半田赤レンガ(旧カブトビール)H22特別公開 その2

今回の目玉となるのがこの「明治と昭和をつないだトロッコ」展示。当時工場から半田駅までビールを運んでいた人力トロッコを当時に近い形で復元され、関連する説明パネルと共に展示されていた。

残念ながらビジュアル的に地味な展示なので見学客の平均年齢も高め。
ただ、個人的には一般ウケばかりでなく、こうした歴史(?)好きな人の知的好奇心を満足させる展示にも力を入れているところは非常に好感が持てる。

再現された人力トロッコ。
資料によると長さ1.8m、幅1mで48本入りの箱を8〜12個積んで運んでいたとのこと。
できれば実際に押したりできればいいのだが、まぁ危険だし仕方ないか。

レールには軽便用の軽いものが用いられていた。

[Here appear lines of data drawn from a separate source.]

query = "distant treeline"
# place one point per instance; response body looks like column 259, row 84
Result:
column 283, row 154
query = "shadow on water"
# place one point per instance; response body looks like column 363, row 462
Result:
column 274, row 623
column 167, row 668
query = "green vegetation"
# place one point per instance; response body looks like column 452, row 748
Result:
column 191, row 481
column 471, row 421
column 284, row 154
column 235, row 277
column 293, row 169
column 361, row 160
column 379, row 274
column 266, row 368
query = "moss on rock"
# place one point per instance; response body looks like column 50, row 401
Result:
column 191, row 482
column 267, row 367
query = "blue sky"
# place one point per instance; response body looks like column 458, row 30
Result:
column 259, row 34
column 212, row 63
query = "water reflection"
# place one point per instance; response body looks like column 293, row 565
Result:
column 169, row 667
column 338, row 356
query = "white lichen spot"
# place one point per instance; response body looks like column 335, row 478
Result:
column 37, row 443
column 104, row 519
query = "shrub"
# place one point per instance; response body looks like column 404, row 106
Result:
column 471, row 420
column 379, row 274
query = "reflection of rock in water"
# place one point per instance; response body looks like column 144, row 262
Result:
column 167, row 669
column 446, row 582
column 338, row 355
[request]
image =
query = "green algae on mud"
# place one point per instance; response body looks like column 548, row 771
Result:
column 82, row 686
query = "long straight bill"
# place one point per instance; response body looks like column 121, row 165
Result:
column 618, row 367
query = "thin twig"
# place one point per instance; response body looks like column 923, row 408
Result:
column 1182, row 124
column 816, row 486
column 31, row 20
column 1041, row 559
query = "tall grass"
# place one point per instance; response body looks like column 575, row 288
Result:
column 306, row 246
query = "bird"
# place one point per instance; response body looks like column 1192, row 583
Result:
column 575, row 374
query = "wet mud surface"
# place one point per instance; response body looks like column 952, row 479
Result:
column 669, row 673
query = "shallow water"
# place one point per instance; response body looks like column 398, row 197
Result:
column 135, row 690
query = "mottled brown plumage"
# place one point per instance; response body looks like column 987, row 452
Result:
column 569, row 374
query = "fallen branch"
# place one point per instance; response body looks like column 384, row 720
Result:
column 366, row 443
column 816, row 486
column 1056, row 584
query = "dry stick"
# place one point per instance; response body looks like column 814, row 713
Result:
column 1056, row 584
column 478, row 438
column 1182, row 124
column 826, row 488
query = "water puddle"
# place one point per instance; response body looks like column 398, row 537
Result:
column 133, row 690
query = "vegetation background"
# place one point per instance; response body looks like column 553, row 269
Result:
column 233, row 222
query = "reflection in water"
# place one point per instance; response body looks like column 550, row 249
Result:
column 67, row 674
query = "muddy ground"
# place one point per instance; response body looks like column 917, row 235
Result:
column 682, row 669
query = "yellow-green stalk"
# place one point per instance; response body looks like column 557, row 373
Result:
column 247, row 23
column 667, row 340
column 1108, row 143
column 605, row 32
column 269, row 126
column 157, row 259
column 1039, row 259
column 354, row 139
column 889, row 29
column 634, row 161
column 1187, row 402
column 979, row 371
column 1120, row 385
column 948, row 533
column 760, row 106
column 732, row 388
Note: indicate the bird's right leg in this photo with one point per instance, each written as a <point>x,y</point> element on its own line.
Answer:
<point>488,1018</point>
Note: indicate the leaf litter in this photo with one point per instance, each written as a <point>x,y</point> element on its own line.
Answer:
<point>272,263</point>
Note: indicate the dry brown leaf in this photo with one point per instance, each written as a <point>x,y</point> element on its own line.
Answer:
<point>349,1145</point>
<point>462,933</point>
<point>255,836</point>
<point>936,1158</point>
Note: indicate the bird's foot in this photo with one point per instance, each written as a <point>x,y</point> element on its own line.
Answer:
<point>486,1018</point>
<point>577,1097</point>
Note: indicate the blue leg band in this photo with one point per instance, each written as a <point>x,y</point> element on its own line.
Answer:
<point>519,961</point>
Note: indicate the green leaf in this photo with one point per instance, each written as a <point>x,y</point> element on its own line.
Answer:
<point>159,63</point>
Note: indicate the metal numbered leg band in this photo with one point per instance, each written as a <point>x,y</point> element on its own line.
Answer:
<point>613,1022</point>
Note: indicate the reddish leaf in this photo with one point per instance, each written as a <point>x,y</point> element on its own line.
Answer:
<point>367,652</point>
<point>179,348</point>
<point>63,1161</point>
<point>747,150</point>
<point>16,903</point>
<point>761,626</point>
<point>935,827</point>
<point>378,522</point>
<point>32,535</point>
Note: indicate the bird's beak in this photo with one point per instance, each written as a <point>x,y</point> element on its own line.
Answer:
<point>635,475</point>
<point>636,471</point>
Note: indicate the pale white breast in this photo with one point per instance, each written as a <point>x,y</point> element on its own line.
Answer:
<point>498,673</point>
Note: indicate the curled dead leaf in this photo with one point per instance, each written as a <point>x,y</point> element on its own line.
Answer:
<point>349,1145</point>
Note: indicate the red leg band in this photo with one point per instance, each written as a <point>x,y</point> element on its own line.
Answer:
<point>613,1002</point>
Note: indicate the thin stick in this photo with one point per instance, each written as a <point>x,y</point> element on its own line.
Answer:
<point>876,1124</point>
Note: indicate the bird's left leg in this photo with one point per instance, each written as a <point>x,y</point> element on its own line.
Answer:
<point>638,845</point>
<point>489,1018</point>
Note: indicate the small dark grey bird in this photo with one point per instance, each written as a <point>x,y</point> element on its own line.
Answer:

レールの実物やレールに関するパネル展示も行われていた。


トロッコ配線の想像図を説明したパネルで図の右上方面が北。現在のハーフティンバーからハウジングセンター方面に軌道が延びている。


半田駅にあった下部とビール特設倉庫の再現図。
ビックリドックリメカがかすかに脳裏をよぎったが、一人だったので誰にも同意を求める事ができなかったのが残念。


航空写真を使って当時の特設倉庫の位置を説明。現在その痕跡はほとんど残されていない。

ビール搬送方法の移り変わり。
なかなか他のところでは見られない展示内容だと感心。藁のこもで一瓶づつ包んでいたものから木箱、プラスチックケースへと大量かつ簡易な方法へと移り変わっていく。

カブトビールやこの建物の歴史を紹介するコーナー。基本的には目新しいものも無いのだが毎回熟読してしまうコーナーでもある。

あまり人がいなさそうで毎回そこそこのお客さんが入っている。中にはボランティアの説明員がおり、質問なんかに答えてくれる。特にこの歴史コーナーに常駐している人はエキスパートらしく、かなり細かい質問にも詳細に返答してくれる…ようだ。立ち聞きしている限りでは。

竣工当時の赤レンガ建物。
現在は取り壊されて存在しない右(東)側部分がどのように5階建て部分と接合していたかよく分かる。
煙突にはカブトビールではなく、開業当時の「マルサンビール」の文字が見える。

贈答用のカブトビール木箱。
当時はビールは高級品で贈答用にも多く用いられていたとのこと。今では高級な酒でもここまで豪華な梱包はされない。前のレポートでも書いたが、カブトビール1瓶はこの工場で働いていた従業員の日当より高かったとのこと。今で言えば1本1万円くらいだろうか。